Kapolresta Cirebon Kombes Pol, Sumarni, menjelaskan bahwa dari 11 tersangka, tiga di antaranya terlibat dalam kasus sabu, satu tersangka terkait dengan ganja, dan tujuh tersangka lainnya terlibat dalam peredaran obat keras terbatas.
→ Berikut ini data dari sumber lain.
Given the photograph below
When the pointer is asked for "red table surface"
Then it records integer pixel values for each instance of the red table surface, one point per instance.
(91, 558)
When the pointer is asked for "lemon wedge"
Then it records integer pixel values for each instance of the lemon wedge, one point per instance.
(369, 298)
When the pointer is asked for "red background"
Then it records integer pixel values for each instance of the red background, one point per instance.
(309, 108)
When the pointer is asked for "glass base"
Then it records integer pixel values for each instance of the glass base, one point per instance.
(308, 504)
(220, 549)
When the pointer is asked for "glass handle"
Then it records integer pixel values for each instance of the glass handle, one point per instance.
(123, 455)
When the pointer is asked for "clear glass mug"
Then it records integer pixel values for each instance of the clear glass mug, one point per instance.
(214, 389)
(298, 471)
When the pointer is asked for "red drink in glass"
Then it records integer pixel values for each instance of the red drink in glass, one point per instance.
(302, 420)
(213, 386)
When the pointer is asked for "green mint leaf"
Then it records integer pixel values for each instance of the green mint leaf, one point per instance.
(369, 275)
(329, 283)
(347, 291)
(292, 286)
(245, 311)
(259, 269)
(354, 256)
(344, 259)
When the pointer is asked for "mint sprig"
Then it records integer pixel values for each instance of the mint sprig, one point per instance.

Barang bukti yang berhasil diamankan termasuk 4,07 gram sabu, 19,42 gram ganja, dan 9.862 butir obat keras terbatas.
Penangkapan dilakukan di berbagai lokasi, termasuk Losari, Astana Japura, Babakan Panguragan, Lemahabang, Gresik, Waru, dan Tengah Tani.
“Pengungkapan kasus sabu ini diperkirakan dapat menyelamatkan 21 jiwa. Sementara itu, pengungkapan ganja setara dengan penyelamatan sekitar 155 jiwa, dan pengungkapan obat keras terbatas setara dengan penyelamatan 987 jiwa,” jelas Sumarni. Saat konferensi pers di halaman Mapolresta Cirebon. Jumat (7/02/2025)
Sumarni menjelaskan, untuk kasus sabu hasil pengungkapan kasus terkait dengan peredaran sabu jika dikonversikan dengan penyelamatan jiwanya, yakni setara dengan 21 jiwa dari peredaran ini.
“Kemudian untuk ganja jika dikonversikan senilai rupiahnya sebesar rp7.769.000 menyelamatkan kurang lebih 155 jiwa. Selanjutnya obat keras terbatas jika dikonversikan ke dalam rupiah sebesar RP 98.620.000, menyelamatkan kurang lebih 987 jiwa.,”tambahnya.
Ia menyebut, para tersangka dijerat dengan berbagai pasal sesuai dengan Undang-Undang Nomor 35 Tahun 2009 tentang Narkotika, dengan ancaman hukuman penjara antara 4 hingga 12 tahun.
“Untuk kasus peredaran obat keras terbatas, tersangka juga dapat dijerat dengan Undang-Undang Nomor 17 Tahun 2023 tentang Kesehatan” ujarnya.
Sumarni menambahkan,adapun modus operandi dari para pelaku masih sama seperti sebelumnya, yaitu dengan melakukan transaksi langsung, dan ada juga menggunakan sistem tempel dengan peta atau map untuk mendistribusikan narkoba.
“Upaya pemberantasan narkoba akan terus dilakukan untuk menjaga keamanan dan kesehatan masyarakat di wilayah Cirebon,”pungkasnya.